高危型人乳头瘤病毒 16 型(HPV16)的致癌活性完全依赖于病毒感染期间产生的 E6 和 E7 病毒癌蛋白。癌蛋白通过促进增殖、抑制凋亡和阻止上皮分化来干扰细胞内稳态,使受感染的细胞向肿瘤进展。E6/E7 的表达与细胞转化之间的因果关系允许通过抑制两种癌蛋白的活性来抑制致癌过程。我们之前开发并鉴定了一些针对 HPV16 E6 和 E7 蛋白的单链抗体(scFv),并在体外和体内证实了它们的抗肿瘤活性,包括对 HPV16 阳性细胞肿瘤进展的保护作用。

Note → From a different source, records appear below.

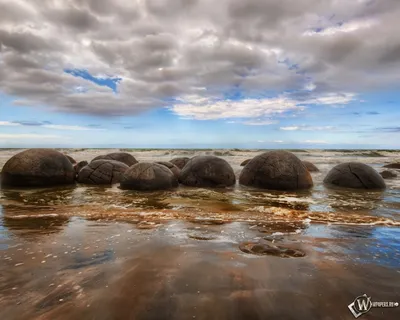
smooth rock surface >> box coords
[1,149,75,187]
[324,162,386,189]
[77,160,129,184]
[121,162,178,191]
[179,156,236,188]
[92,152,138,167]
[169,157,190,170]
[239,151,313,190]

为了将最好的抗 HPV16 E6 和抗 HPV16 E7 scFv 应用于临床,我们验证了它们在已植入肿瘤的治疗环境中的活性。表达具有核靶向序列的抗 HPV16 E6 scFvI7 或具有内质网靶向序列的抗 HPV16 E7 scFv43M2 的重组质粒通过注射和电穿孔递送至使用 C57/BL6 小鼠的三种不同的临床前模型中,并研究了它们对肿瘤生长的影响。在第一个模型中,使用 HPV16+TC-1Luc 细胞在小鼠中植入肿瘤,并通过荧光素酶活性测量肿瘤生长;在第二个模型中,使用四倍数量的 TC-1 细胞获得生长更快的肿瘤;在第三个模型中,使用 HPV16+C3 细胞在小鼠中生成肿瘤。为了突出 scFv 的可能作用机制,对肿瘤切片进行了 H&E 和 caspase-3 染色。
我们表明,在三种实验模型中,测试的两种抗 HPV16 E6 和 HPV16 E7 scFv 均有效延迟肿瘤进展,并且它们的抗肿瘤活性似乎依赖于诱导肿瘤细胞走向凋亡途径。
基于我们的研究,已经鉴定出两种 scFv,它们可能代表一种安全有效的 HPV16 相关病变治疗方法。scFv 有效性的机制似乎是通过凋亡导致细胞死亡。此外,还证实了电穿孔作为一种允许用于人类治疗的方法,将 scFv 递送至肿瘤的有效性。